According to reports, an NGO argues that despite negative public opinion of Russia due to its role in the Ukraine conflict and the imposition of economic sanctions, the continent is on track to spend a record number of billions of dollars this year importing LNG from the country.
After the Russian invasion of Ukraine last year, European countries imposed restrictions on natural gas imported directly from Russia. However, this didn’t apply to gas imported by boat as LNG since it is cooled and made into liquid form. Despite all rhetoric about cutting off Russia’s international commerce, purchases of these goods have skyrocketed, and Europe has purchased more than half of Russia’s liquefied natural gas exports so far this year.
According to a report, Europe is the main destination for Russian LNG, with China being the largest national consumer. Belgium and Spain are the next major destinations.
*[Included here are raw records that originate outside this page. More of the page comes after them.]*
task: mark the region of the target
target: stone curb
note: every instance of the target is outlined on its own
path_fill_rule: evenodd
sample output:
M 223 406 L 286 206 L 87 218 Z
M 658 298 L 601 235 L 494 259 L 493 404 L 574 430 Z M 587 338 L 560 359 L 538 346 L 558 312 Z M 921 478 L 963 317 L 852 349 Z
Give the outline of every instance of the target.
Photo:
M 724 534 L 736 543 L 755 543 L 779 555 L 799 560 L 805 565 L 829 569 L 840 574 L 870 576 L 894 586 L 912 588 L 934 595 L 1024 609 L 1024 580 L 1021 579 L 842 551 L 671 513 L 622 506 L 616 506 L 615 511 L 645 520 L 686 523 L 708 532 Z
Based on market research by Kpler, European imports of Russian LNG are up 40 percent this year compared to the same time in 2021.
This year, Russia has become Europe’s second-largest supplier of LNG imports, behind only the United States.
According to Global Witness, the spot market price of LNG imports in 2023 between the months of January and July was 5.7 billion dollars.
According to the senior fossil fuel campaigner at Global Witness, Jonathan Noronha-Gant, it is appalling that nations in the EU have worked to ease themselves off piped Russian gas just to substitute it with the equivalent. Gant complained that European firms are transferring billions to Vladimir Putin’s war fund.
Global Witness states that since the Ukraine conflict started, European countries have continued to import Russian energy through LNG and other routes. One in twenty planes refueling in the UK last month used jet fuel derived from Russian oil, according to a separate assessment published earlier this month.